Health conditions such as menopause, diabetes, vascular disease, heart arrhythmia, and COPD (chronic obstructive pulmonary disease) cause bone thinning, while medications like proton pump inhibitors (used to treat heartburn), steroids, serotonin and norepinephrine reuptake inhibitors (antidepressants) contribute to bone loss. Medications, like aromatase inhibitors, are life-saving therapy for a patient with breast cancer. All above are associated with low bone mass and promote an accelerated decline in bone density. Endocrine disorders including ovarian insufficiency, hyperthyroidism, and Cushing’s disease cause osteoporosis. Lifestyle factors like inactivity or smoking can cause bone loss. People with anorexia or bulimia don’t actually obtain maximum bone density and so are at an increased risk for bone loss with resulting fractures.
The person most at risk for osteoporosis is the thin, Caucasian, female smoker who is menopausal and inactive. Women generally have more trouble with fractures than men because women have smaller bones than men. Smoking reduces the benefit of estrogen. Inactivity decreases bone size, so the less active a person is, the smaller their bones will be.
The Institute of Medicine recommends daily calcium intake of 1000 mg for women aged 19 to 50 and 1200 mg per day for those 50 and over. Food is the preferred source of calcium. Supplements should be used only if the calcium in your food is inadequate.
The recommendation for calcium intake refers to elemental calcium which varies depending on the supplement.
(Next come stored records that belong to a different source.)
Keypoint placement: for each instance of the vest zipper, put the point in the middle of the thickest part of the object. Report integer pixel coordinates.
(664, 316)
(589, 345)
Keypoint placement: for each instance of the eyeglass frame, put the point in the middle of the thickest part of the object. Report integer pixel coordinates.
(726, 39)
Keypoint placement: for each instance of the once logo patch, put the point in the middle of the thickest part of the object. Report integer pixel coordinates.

Calcium carbonate elemental calcium is 40 percent whereas calcium citrate is 21 percent. For those who are Vitamin D deficient, the recommendation dose is 1000 international units (IUs) per day. The Endocrine Society and the American Association of Clinical Endocrinologists define a sufficient level of vitamin D more than 30 ng/ml (nanograms/milliliter). A level of 50 ng/ml is considered the safe upper limit. Habits to avoid include smoking and excessive alcohol intake.
If your doctor is concerned about bone loss, he or she may recommend a DXA (or DEXA) scan. This is a low-dose radiation scan which shows bone density. If your DXA scan shows loss of bone, it should be performed every one or two years at the same location and with the same machine.
Most medications used to prevent bone loss increase bone size by decreasing activity in the cells that carry the old bone cells away. That is, with the decrease in your body’s disposal of old bone cells, your skeletal structure becomes dominated by old bone cells, with fewer newer cells created. Medications for preventing osteoporosis actually increase bone size through the retention of old bone. Many medications for osteoporosis function this way. However, one of the side-effects of this type of medication is necrosis of the jawbone, a side effect generally not well-known.
If you choose to take medications for your osteoporosis, your doctor should present you with all the options and the side effects of each, as well as the option of no treatment. These medications change rapidly from year to year, so always check with your doctor for updates if you choose to take medications for your osteoporosis.